More done today with help from a friend. The jug is on and torqued down to spec. Why is the front center nut (06.2651) shorter than the others (06.2652) and can it be substituted. The reason I ask is the spanner size is different and I made a crow foot for the torque wrench to fit the others and during the assembly procedure realized this, along with it being a shorter nut than the others. So I substituted it with an extra one of the others to be able to use the torque wrench. Since the cross section of the bearing surface of the substituted nut is a wee bit smaller I added a washer, which is not required like the rest.

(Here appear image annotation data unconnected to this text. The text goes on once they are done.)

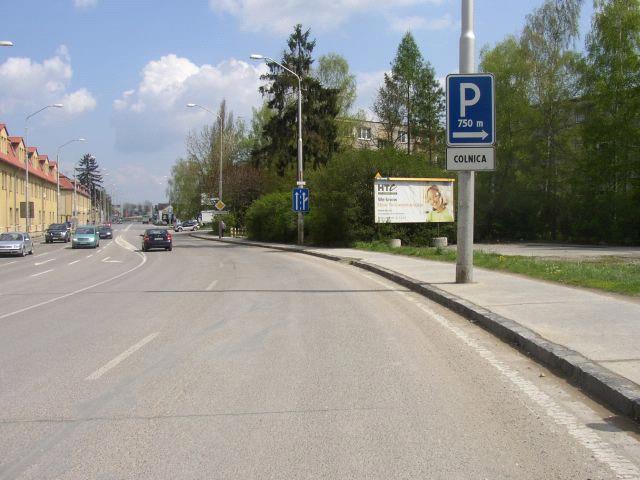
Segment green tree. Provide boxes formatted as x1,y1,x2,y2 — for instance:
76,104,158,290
476,36,539,239
521,0,582,239
414,61,445,163
575,0,640,242
372,73,404,146
76,153,102,198
252,24,339,176
314,53,356,117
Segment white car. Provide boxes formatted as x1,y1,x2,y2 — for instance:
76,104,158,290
174,220,200,232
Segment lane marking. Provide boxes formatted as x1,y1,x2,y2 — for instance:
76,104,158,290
363,274,640,479
0,248,147,320
34,258,55,267
85,332,160,380
31,268,53,277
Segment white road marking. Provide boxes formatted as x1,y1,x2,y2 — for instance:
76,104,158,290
34,258,55,267
364,274,640,479
85,332,160,380
0,252,147,320
31,268,53,277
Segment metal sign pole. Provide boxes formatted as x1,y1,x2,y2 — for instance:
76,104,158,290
456,0,476,283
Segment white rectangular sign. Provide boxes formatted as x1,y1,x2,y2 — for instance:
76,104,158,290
373,178,454,223
447,147,496,170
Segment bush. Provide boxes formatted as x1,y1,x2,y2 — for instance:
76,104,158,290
306,149,455,245
245,192,297,243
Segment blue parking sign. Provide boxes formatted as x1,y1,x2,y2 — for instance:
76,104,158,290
447,73,496,147
291,188,309,213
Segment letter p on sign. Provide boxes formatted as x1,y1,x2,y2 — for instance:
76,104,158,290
460,82,480,118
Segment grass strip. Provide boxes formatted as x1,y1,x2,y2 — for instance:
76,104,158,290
354,241,640,296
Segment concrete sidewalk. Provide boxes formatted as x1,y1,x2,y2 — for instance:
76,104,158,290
193,233,640,420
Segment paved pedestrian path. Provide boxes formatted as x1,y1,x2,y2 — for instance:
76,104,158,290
190,234,640,420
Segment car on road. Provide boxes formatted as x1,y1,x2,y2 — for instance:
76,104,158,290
140,228,173,252
98,225,113,238
71,225,100,248
44,223,71,243
174,220,200,232
0,232,33,257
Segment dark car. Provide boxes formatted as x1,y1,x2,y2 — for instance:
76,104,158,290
140,228,173,252
98,225,113,238
44,223,71,243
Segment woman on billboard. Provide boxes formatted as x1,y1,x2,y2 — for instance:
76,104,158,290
425,185,453,222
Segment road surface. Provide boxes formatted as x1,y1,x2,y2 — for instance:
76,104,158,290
0,225,640,480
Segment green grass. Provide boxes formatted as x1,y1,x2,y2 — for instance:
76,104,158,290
354,242,640,296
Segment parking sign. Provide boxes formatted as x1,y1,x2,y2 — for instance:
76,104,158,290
447,73,496,147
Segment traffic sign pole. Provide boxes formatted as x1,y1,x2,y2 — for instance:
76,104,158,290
456,0,476,283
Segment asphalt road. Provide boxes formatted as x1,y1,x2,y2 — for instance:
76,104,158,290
0,225,640,479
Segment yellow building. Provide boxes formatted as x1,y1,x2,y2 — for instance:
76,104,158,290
0,123,90,233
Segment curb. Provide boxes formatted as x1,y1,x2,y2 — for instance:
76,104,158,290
190,234,640,421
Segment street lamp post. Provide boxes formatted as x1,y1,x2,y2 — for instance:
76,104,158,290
56,138,86,222
250,53,305,245
24,103,64,233
187,103,224,238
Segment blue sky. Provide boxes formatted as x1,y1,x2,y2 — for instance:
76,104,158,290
0,0,592,202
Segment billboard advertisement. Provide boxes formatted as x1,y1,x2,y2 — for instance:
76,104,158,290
373,176,454,223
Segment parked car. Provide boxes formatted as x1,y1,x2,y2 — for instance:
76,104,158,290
140,228,173,252
0,232,33,257
98,225,113,238
174,220,200,232
44,223,71,243
71,225,100,248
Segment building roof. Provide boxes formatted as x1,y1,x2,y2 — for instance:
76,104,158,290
0,123,57,185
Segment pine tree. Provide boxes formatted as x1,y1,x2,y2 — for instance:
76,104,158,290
76,153,102,198
252,24,339,176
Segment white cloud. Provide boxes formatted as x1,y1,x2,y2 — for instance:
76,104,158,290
209,0,443,34
73,0,98,8
0,45,96,115
389,14,455,32
112,54,266,151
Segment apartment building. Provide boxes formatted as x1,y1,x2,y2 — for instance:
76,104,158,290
0,123,90,233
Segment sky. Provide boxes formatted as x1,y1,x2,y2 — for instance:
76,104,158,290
0,0,592,203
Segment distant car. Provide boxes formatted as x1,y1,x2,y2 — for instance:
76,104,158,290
44,223,71,243
71,225,100,248
0,232,33,257
140,228,173,252
98,225,113,238
174,220,200,232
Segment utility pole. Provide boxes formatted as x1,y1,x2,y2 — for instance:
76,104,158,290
456,0,476,283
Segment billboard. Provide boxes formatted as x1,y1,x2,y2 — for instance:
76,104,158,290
373,176,455,223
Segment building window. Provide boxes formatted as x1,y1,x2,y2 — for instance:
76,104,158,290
358,127,371,140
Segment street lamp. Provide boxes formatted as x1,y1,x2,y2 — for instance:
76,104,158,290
250,53,305,245
24,103,64,233
56,137,87,222
187,103,224,238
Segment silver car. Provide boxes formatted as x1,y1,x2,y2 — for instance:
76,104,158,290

So may I ask 2 questions: why the different nut and why no washer required for this nut? Thank you in advance, advice would be welcome.
 
Decent progress the last few days. The rear wheel assembly went together well, and the chain tracks nicely with the drive sprocket and well centered between the gearbox and inner primary. I have dry fitted and touched up when needed the timing side, it's ready to go when I can lock the engine. The Alton stuff has been preassembled to reassure the airspace between the rotor and stator. The chaincase stud gap has been measured for the shim. The jugs went on nicely with the help from a friend and torqued up. Presently waiting for clutch locating shims and a new circlip. I will get the thicker one and lap it down to fit the groove. I don't like it sloppy when the basket is torqued against it. Thanks to the Forum for all the guidance, and the kind folks who have answered my questions to get me out of a few conundrums so far. I am happy with the assembly so far, the bike is straight and I am enjoying the constant fettling to make sure it is done correctly. Cheers, Dave. 1972 commando rebuild1972 commando rebuild1972 commando rebuild1972 commando rebuild1972 commando rebuild
 
The inner primary chaincase is rocking a wee bit on the crankcase. I checked for burrs and protruding threads. I found on a surface plate the chaincase to be slightly bowed on the mating surface concentric with the big center locating flange on the crankcase.
I checked with feeler gages and with the top screw snugged up, the 8:00 screw has a .010" gap. The 4:00 screw has a .005". Is it okay to shim at these screw locations between the chaincase and crankcase? I worry if I tighten them up against the bow I will damage one or the other. Advice would be appreciated.
 
There should be a gasket between them?
Thanks for replying L.A.B. It is an Alton starter kit and the installation instructions call for sealant instead of a paper gasket between them. I am apprehensive about tightening up those screws as something has to give and I don't know if it is a good idea to rely on the malleability of the case casting. The shimming I am proposing for positive contact with the 3 screws will also create a good air gap between the Alton rotor and stator units.